10.2.1 Timed Lock Attempts

  • Use the timed tryLock of the explicit Lock classes => detecting and recovering from deadlocks.
    • => let you specify a timeout after which tryLock returns failure.
    • => you can regain control when something unexpected happens.
  • When a timed lock attempt fails, you do not necessarily know why.
    • If a lock times out => you can release the lock, back off and wait for a while => try again, possibly clearing the deadlock condition and allowing the program to recover.
      • This doesn't work if multiple locks are acquired in the nesting of method calls.

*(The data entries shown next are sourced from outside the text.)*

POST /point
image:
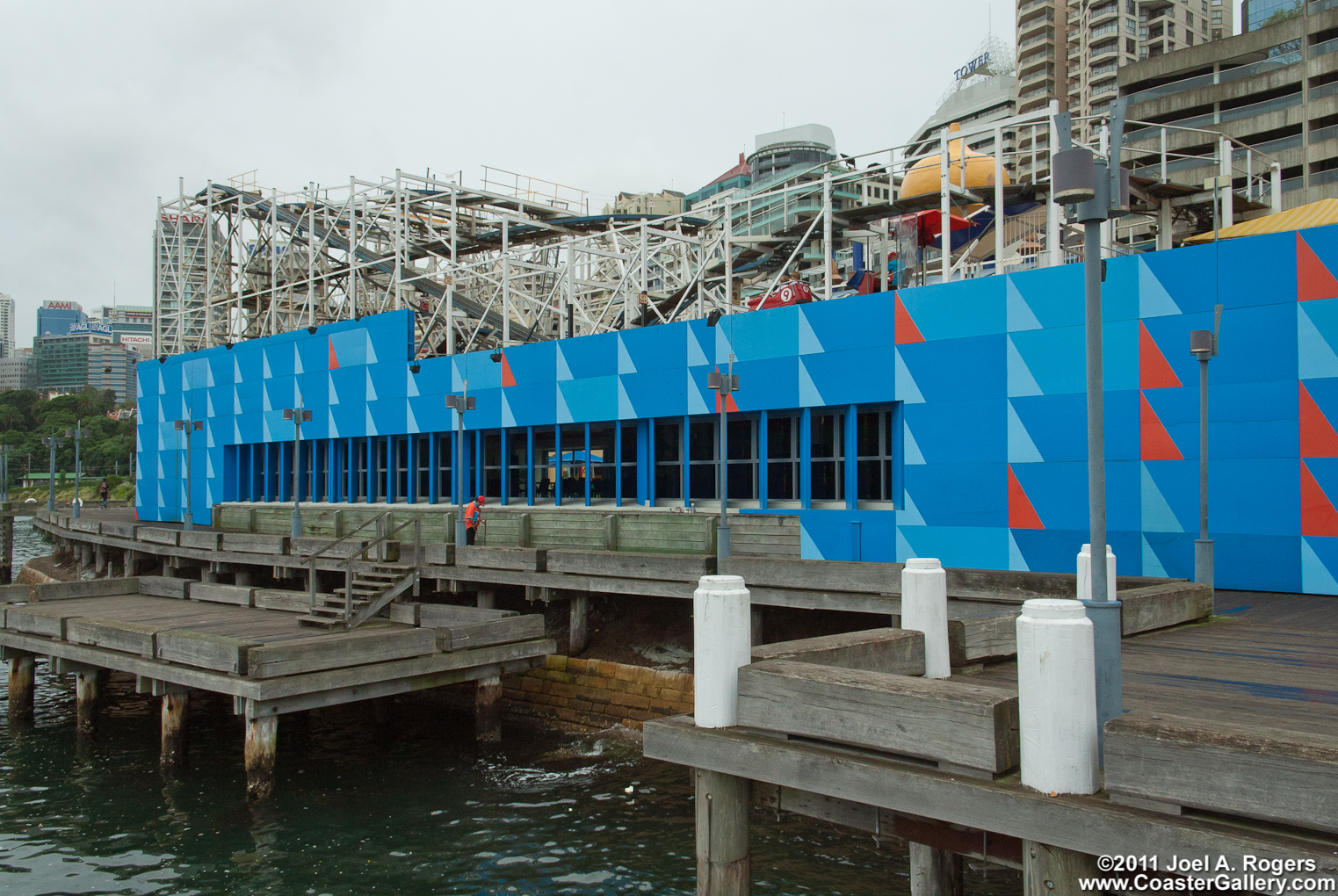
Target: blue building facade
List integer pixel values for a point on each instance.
(946, 420)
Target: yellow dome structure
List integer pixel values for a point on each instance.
(923, 177)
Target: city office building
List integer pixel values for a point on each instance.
(667, 202)
(61, 361)
(734, 178)
(5, 325)
(55, 319)
(1274, 89)
(1080, 59)
(1268, 12)
(130, 325)
(112, 365)
(17, 371)
(944, 422)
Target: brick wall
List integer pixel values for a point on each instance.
(594, 694)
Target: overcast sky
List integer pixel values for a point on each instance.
(105, 106)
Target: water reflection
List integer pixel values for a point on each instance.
(387, 796)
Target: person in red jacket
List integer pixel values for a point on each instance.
(473, 517)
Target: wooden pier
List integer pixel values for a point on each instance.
(1228, 748)
(179, 635)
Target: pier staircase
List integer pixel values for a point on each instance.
(375, 573)
(370, 589)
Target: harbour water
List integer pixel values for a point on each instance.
(381, 798)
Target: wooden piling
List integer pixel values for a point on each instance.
(580, 630)
(87, 696)
(176, 730)
(724, 862)
(22, 686)
(759, 632)
(1048, 871)
(934, 872)
(261, 740)
(7, 550)
(488, 711)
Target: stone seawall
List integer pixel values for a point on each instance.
(594, 694)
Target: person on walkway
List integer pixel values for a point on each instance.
(473, 517)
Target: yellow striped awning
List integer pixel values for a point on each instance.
(1314, 214)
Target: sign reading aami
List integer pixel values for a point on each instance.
(969, 69)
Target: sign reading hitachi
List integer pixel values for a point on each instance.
(972, 67)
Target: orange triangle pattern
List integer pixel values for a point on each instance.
(1317, 435)
(1154, 439)
(1313, 278)
(1154, 369)
(1317, 512)
(1021, 514)
(903, 325)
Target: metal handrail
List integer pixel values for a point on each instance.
(348, 566)
(311, 560)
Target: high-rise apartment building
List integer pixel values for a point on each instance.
(1074, 48)
(5, 327)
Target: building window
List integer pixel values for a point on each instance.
(545, 471)
(827, 463)
(782, 459)
(874, 447)
(445, 451)
(517, 463)
(629, 461)
(668, 461)
(603, 470)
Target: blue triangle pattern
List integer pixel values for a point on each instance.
(903, 547)
(563, 371)
(808, 394)
(1158, 515)
(626, 364)
(563, 414)
(696, 358)
(1151, 562)
(903, 384)
(807, 548)
(1020, 314)
(626, 411)
(911, 450)
(1315, 358)
(911, 515)
(696, 404)
(1315, 576)
(1021, 448)
(808, 341)
(1154, 299)
(1015, 555)
(1020, 380)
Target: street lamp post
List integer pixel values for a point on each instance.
(462, 403)
(78, 434)
(1099, 192)
(723, 384)
(187, 427)
(53, 442)
(297, 415)
(1203, 344)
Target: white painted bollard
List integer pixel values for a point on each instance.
(1056, 697)
(721, 638)
(925, 609)
(1085, 573)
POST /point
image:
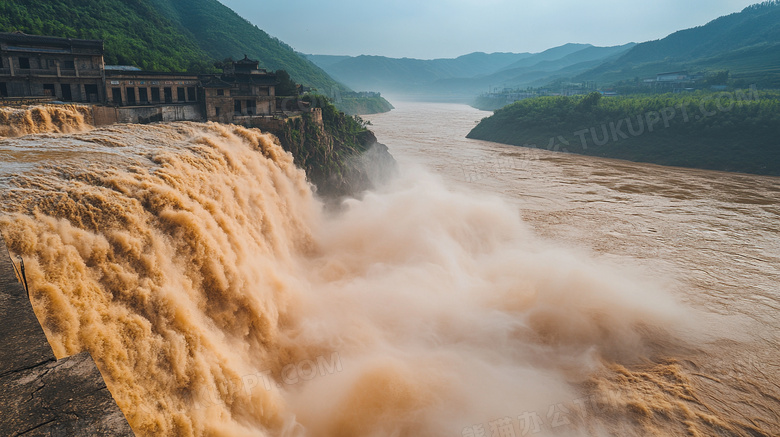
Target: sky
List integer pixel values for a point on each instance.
(427, 29)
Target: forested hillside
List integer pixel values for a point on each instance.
(163, 35)
(745, 43)
(731, 131)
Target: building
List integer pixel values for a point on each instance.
(126, 87)
(242, 93)
(43, 66)
(35, 69)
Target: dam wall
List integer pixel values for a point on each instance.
(40, 395)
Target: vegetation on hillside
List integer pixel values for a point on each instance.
(731, 131)
(161, 35)
(342, 156)
(747, 43)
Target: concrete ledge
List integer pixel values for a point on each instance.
(39, 395)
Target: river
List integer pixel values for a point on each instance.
(487, 290)
(711, 237)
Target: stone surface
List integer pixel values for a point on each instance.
(40, 396)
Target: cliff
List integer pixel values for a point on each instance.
(338, 158)
(40, 395)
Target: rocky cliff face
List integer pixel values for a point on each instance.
(339, 163)
(40, 395)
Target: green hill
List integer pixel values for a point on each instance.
(162, 35)
(463, 77)
(730, 131)
(746, 43)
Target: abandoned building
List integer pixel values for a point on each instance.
(59, 68)
(240, 94)
(125, 87)
(41, 68)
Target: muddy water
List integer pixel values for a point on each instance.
(711, 237)
(487, 290)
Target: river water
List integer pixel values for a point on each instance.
(487, 290)
(713, 238)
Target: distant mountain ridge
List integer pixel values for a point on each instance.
(465, 75)
(746, 43)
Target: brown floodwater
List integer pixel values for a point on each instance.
(486, 290)
(712, 237)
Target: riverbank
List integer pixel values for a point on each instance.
(729, 131)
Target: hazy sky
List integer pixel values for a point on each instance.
(448, 28)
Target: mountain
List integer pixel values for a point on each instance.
(746, 43)
(463, 77)
(163, 35)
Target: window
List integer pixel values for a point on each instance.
(116, 95)
(130, 91)
(91, 92)
(66, 94)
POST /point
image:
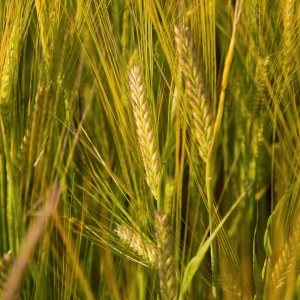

10.2.2 Deadlock Anaysis with Thread Dumps

  • thread dump := a stack trace for each running thread + locking information.
  • Before geenerating a thread dump, the JVM searches the is-waiting-for graph for cycles to find deadlocks => will include deadlock information identifying which locks and threads are involved, and where in the program the offending lock acquisitions are.
  • To trigger a thread dump
    • => send the JVM process a SIGQUIT signal (kill -3) on Unix platforms
    • => press the Ctrl-\ key on Unix or Ctrl-Break on Windows platforms.
  • Intrinsic locks are associated with the stack frame in which they were acquired; explicit Locks are associated only with the acquiring thread.

c0217-01

10.3 Other Liveness Hazards

10.3.1 Starvation

  • Starvation occurs when a thread is perpetually denied access to resources it need in order to make progress; the ost commonly starved resource is CPU cycles.
    • => can be caused by inappropriate use of thread priorities.
      • The thread priorities defined in the Thread API are merely scheduling hints.
      • In most Java applications, all application threads have the same priority, Thread.NORM_PRIORITY.
      • => avoid to use thread priorities, which would increase platform dependence.
    • => can be caused by executing nonterminating constructs with a lock held.
      • e.g., infinite loop, resource waits that do not terminate.

10.3.2 Poor Responsiveness

  • CPU-intensive background tasks => compete for CPU cycles => affect responsiveness.
  • Poor lock management => some threads holding locks for a long time => poor responsiveness.

10.3.3 Livelock

  • Livelock: a thread, while not blocked, cannot make progress because it keeps retrying on an operation that will always fail.
    • often comes from overeager error-recovery code that mistakenly treats an unrecoverable error as a recoverable one.
    • also occur when multiple cooperating threads change their state in response to the others.
  • poison message problem: often occurs in transactional messaging application, where messaging infrastructure rolls back a transaction if a message cannot be processed successfully, and puts it back at the head of the queue.
  • The solution => introduce some randomness into the retry mechanism.
    • e.g., random waits, exponential backoff after repeated collisions.